Conceição Rodrigues Layon

A arte não é um reflexo do mundo nem uma escolha de seus mais belos segmentos, ela é a transformação integral do mundo em esplendor.

Nesses 32 anos que estamos casados, sempre ouvi do meu marido que se ele não fosse artista plástico não seria mais nada, pois, estava realizado profissionalmente e que amava a arte mais que tudo na vida.

O artista, escreve Rilke acerca de Rodin no livro “A beleza salvará o mundo”, é aquele a quem cabe, a partir de numerosas coisas, fazer delas uma só, e, a partir da menor parte de uma coisa, fazer o mundo.

Para o meu marido foi fácil harmonizar vida e trabalho, pois dizem que a vida imita a arte, ou vice versa, não importa. Ele fez da sua vida uma arte. Conservador como todo artista, ele pinta todos os dias no mesmo horário e esculpe nas pausas entre um trabalha e outro.

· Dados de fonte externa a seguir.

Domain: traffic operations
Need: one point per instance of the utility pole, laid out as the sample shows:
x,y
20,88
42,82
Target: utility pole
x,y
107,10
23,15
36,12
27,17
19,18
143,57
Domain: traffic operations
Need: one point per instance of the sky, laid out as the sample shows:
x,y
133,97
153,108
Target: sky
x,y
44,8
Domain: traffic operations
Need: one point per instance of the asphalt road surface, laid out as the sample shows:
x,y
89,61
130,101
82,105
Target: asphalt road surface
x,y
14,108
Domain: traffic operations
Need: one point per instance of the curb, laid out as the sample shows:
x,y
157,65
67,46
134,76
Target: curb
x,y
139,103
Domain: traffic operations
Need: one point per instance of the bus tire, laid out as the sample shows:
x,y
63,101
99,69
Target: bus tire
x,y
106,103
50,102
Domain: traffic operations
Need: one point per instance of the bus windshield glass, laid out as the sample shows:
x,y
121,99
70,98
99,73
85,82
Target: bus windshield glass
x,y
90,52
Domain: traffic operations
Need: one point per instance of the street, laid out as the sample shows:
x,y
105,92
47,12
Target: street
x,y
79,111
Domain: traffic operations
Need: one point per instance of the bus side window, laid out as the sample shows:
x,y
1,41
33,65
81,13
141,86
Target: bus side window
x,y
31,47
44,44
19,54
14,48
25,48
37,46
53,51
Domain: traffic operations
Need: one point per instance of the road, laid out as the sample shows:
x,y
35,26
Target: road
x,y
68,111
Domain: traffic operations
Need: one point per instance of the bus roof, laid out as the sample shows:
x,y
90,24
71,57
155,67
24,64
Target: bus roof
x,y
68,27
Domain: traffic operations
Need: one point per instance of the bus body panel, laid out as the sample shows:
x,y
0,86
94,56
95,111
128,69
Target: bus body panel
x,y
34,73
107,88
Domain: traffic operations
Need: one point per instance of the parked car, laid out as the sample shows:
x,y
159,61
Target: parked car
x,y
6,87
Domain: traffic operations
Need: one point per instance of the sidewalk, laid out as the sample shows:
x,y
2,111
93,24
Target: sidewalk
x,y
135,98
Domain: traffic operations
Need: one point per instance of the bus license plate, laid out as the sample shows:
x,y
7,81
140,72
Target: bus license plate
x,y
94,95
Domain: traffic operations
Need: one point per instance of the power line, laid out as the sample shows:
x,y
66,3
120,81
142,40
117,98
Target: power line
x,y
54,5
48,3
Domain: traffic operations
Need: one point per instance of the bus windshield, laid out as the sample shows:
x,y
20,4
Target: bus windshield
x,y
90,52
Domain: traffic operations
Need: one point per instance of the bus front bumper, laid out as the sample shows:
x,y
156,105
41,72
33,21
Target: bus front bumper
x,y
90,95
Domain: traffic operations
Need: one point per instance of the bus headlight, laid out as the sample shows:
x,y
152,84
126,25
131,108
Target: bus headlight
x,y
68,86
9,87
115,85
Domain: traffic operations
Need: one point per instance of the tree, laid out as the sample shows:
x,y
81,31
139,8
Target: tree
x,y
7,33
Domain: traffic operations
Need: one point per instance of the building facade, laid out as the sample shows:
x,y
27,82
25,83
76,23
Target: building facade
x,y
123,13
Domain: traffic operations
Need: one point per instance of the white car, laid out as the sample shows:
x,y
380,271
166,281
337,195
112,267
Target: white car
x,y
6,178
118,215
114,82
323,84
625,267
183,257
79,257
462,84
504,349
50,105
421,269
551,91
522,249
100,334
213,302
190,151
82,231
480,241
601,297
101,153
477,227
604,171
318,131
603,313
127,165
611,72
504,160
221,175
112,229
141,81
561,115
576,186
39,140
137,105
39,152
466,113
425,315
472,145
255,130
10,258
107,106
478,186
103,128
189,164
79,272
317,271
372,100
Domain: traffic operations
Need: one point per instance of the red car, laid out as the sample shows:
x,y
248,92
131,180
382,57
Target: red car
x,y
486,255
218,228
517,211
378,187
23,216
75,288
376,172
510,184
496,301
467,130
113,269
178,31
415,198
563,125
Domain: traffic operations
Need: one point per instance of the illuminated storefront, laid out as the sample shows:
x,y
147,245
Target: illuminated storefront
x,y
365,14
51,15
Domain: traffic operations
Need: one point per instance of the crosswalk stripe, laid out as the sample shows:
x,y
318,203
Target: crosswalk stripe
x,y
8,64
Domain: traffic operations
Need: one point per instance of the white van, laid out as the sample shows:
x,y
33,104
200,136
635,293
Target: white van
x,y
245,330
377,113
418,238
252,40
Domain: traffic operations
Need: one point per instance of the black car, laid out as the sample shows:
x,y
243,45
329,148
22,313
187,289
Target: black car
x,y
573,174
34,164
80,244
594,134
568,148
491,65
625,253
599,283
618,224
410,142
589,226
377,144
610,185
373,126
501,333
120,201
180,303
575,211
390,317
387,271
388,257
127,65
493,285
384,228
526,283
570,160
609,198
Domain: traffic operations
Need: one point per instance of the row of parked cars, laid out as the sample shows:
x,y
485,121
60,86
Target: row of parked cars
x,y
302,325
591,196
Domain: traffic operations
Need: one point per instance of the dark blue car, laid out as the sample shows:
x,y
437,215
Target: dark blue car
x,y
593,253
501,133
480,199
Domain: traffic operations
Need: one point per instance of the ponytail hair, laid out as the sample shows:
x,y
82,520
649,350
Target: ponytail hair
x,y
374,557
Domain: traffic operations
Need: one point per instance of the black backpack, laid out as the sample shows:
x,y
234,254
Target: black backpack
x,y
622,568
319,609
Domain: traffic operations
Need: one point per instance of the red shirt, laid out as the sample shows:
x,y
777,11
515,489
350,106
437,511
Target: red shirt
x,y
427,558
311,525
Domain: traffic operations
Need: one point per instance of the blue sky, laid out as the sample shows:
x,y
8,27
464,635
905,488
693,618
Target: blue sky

Já dizia Tzvetan que o artista deve tratar a sua vida como uma bela arte, pois a vida tem suas obras primas refinadas. Que todos os homens devem imitar os artistas, não produzindo obras, mas tornando belas suas vidas. É nesse ponto preciso que também podemos observar no que o artista e Jesus se distinguem. O primeiro dedica sua vida a produzir obras, o segundo faz da sua própria vida uma obra.

De acordo com meu marido, a maior obra que ele há fez nesses 32 anos de nossa união foram as nossas filhas, Angélica e Aline Layoun.